アウトバウンドセールスは「AIにおまかせ」の時代へ。進化するセールステックの最新動向
アウトバウンドセールスにおいて、見込み客(リード)の発掘は重要度が高く、顧客獲得のための最初のキーポイントである。米国のスタートアップ「Bluebirds」は、AIを活用してより効率的にリード獲得を行うサービスを展開している。

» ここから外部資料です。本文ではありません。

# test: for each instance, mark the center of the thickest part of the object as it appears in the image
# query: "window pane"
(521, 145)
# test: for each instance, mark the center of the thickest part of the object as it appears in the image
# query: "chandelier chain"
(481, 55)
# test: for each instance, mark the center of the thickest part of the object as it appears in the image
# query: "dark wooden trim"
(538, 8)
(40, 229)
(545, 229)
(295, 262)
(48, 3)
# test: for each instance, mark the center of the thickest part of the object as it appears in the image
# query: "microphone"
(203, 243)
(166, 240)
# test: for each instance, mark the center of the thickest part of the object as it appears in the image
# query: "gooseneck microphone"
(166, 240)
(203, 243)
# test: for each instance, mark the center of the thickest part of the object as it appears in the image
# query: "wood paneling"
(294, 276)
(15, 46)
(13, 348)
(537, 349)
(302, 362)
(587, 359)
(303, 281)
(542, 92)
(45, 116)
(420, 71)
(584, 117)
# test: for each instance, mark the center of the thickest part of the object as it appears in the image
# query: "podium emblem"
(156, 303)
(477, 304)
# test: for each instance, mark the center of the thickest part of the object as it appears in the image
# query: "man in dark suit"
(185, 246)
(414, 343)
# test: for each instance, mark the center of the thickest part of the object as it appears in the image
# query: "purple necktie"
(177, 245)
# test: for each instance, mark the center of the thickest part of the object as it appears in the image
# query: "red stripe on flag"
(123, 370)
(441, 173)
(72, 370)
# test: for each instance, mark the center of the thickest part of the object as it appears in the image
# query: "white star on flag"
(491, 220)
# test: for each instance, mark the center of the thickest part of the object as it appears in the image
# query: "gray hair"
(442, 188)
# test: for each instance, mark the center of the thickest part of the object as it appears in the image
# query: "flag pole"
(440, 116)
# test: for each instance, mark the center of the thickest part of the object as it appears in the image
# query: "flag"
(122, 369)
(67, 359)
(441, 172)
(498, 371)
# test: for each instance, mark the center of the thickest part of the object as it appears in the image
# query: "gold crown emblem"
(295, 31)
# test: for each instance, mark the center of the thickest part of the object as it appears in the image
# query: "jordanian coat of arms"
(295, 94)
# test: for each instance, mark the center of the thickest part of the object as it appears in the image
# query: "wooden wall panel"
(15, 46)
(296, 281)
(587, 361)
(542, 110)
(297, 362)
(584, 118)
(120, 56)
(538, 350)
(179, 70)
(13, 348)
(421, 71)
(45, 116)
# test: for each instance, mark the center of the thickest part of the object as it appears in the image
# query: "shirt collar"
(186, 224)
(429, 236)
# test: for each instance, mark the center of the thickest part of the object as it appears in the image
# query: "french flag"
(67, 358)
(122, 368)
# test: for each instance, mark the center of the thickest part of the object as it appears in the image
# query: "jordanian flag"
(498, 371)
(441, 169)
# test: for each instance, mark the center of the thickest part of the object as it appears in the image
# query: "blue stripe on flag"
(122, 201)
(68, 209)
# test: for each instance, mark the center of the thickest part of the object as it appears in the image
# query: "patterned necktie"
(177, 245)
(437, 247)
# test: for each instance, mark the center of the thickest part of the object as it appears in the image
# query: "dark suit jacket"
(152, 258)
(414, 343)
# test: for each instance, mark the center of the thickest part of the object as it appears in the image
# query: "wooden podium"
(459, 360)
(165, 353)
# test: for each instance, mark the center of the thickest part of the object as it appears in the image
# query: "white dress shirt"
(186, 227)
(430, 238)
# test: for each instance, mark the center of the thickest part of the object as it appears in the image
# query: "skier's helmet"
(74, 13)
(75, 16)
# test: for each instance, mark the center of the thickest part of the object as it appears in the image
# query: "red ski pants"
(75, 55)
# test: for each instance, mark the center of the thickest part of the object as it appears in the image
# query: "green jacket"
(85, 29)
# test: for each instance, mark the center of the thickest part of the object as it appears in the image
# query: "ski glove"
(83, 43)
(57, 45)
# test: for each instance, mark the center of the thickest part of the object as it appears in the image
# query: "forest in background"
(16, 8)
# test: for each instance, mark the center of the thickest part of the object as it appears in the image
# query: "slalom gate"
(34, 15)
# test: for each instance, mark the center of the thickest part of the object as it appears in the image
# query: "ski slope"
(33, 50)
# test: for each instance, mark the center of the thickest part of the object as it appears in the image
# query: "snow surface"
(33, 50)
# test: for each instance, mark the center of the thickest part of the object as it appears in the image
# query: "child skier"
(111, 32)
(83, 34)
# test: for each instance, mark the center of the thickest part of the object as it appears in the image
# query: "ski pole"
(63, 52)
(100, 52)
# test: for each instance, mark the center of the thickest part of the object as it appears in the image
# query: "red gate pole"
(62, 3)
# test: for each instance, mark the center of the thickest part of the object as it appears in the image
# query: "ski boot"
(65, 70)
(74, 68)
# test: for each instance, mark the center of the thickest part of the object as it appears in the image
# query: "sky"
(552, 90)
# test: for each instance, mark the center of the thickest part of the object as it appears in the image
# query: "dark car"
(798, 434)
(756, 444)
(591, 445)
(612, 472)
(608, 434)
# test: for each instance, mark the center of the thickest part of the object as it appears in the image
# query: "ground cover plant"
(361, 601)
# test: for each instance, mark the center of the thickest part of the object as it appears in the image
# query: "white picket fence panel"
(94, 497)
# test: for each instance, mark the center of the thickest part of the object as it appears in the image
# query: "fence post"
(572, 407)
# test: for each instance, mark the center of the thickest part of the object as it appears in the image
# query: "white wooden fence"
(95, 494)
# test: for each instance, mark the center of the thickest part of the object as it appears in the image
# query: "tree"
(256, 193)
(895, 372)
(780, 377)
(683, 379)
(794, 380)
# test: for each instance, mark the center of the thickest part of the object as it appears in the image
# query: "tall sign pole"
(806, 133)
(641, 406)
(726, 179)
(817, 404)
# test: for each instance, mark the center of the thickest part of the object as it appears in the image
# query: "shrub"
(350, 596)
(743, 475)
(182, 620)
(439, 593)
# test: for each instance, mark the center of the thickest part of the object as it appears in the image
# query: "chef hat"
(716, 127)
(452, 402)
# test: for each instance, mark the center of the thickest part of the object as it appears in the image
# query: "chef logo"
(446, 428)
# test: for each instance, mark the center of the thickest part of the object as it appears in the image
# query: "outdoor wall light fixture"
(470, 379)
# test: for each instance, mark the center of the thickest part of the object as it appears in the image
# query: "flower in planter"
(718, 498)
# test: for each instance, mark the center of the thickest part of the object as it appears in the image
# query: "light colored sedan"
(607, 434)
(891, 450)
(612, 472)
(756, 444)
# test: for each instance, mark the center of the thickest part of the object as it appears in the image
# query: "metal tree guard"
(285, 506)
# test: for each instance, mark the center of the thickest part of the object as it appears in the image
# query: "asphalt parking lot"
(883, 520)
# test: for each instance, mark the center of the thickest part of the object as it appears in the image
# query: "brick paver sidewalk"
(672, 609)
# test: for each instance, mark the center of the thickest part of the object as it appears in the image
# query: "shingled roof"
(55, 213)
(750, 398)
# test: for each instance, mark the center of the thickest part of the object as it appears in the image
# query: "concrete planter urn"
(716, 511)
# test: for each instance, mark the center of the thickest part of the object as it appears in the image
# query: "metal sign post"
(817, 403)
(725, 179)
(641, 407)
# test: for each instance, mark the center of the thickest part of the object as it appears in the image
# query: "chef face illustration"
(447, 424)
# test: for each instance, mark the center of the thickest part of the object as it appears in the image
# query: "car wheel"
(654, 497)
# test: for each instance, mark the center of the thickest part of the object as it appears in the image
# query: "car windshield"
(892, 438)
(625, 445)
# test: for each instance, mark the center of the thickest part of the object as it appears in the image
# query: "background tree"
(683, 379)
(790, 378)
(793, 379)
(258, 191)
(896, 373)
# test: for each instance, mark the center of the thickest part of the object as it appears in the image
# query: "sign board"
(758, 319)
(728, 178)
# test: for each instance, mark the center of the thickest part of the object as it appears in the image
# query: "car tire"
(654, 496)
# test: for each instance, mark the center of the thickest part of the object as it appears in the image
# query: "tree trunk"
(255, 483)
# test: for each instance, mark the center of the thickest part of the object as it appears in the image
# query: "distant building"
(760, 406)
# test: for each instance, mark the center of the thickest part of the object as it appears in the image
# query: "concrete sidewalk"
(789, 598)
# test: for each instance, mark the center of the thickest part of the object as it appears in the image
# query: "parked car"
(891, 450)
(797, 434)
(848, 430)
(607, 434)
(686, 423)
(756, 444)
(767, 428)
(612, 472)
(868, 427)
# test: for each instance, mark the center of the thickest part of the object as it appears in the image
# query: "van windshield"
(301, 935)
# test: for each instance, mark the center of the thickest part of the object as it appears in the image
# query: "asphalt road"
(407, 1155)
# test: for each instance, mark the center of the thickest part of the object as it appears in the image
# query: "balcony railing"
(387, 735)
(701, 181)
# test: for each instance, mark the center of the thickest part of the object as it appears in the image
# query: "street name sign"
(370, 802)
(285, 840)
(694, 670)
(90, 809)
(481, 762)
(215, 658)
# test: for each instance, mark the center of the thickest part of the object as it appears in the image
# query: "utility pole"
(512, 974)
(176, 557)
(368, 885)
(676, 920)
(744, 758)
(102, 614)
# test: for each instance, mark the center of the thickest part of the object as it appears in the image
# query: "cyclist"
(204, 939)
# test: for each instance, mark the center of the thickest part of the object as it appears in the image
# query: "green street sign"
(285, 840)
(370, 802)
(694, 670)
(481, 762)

元リンクトインのリーダーたちによるスタートアップ「Bluebirds」
Bluebirdsは元リンクトインのリーダーたちが2022年に創業した気鋭のスタートアップ。同社のサービスは、AIが生成した「トリガー」によりターゲットにすべきリードを発掘し、適切なタイミングで適切な個人に対して、適切なメッセージを一気に送信する。 同社は2023年10月に500万ドルのシード資金を獲得。この資金を使ってAIやデータの専門エンジニアの採用や、より低いコストで取引を成立させる包括的なソリューションの開発をする予定だという。
AIがアウトバウンドセールスを自動化する
従来の営業では、ランダムな潜在顧客リストに大量のメールを送ったり電話をかけたりするアプローチが主流であった。これでよかった時代もあったが、今は競合他社も同様の手法を取っていたり、高性能なスパムフィルタが導入されてメールが届かなかったりと、以前ほどの効果は見られなくなってきている。 Bluebirdsのトリガーは、LLM(大規模言語システム)と機械学習を組み合わせた独自のAIが生成している。 最近開発されたトリガーのひとつに「転職トリガー」がある。既存顧客のCSVをアップロードすると、AIは独自のアルゴリズムによってウェブ上の公開プロフィールと照合し、その人物が転職したかどうかを探し当てる。 またその際、その転職が「正当」であったかどうか(不祥事による退職の可能性はないか等)も検知して、最終的にはその人物が「最適な見込み客であるか」をランク付して判断してくれるのだという。 AIが最初にふるいにかけることによって、営業担当者はスムーズに次のステップに移行することができる。 Blirbirdsの基本ツールは無料で利用することができ、現在すでに登録企業は100社を超える。同サービスを利用するデジタルマーケティング会社G2のゴダード・アベルCEOは「使ってから24時間以内に1万人の転職した既存顧客が検出され、翌週には10万ドルの営業効果があった」と賞賛している。 Bluebirdsのローハン・プナミア共同創業者は「サービスはまだベータ版であり、開発中のものもいくつかあります。LLMは強力なテクノロジーですが、これを効果的に使うことは “芸術の領域”と言っても過言ではありません。私たちはこれを慎重に、どうアウトバウンドセールスに活用できるかを学んでいるところです」と述べている。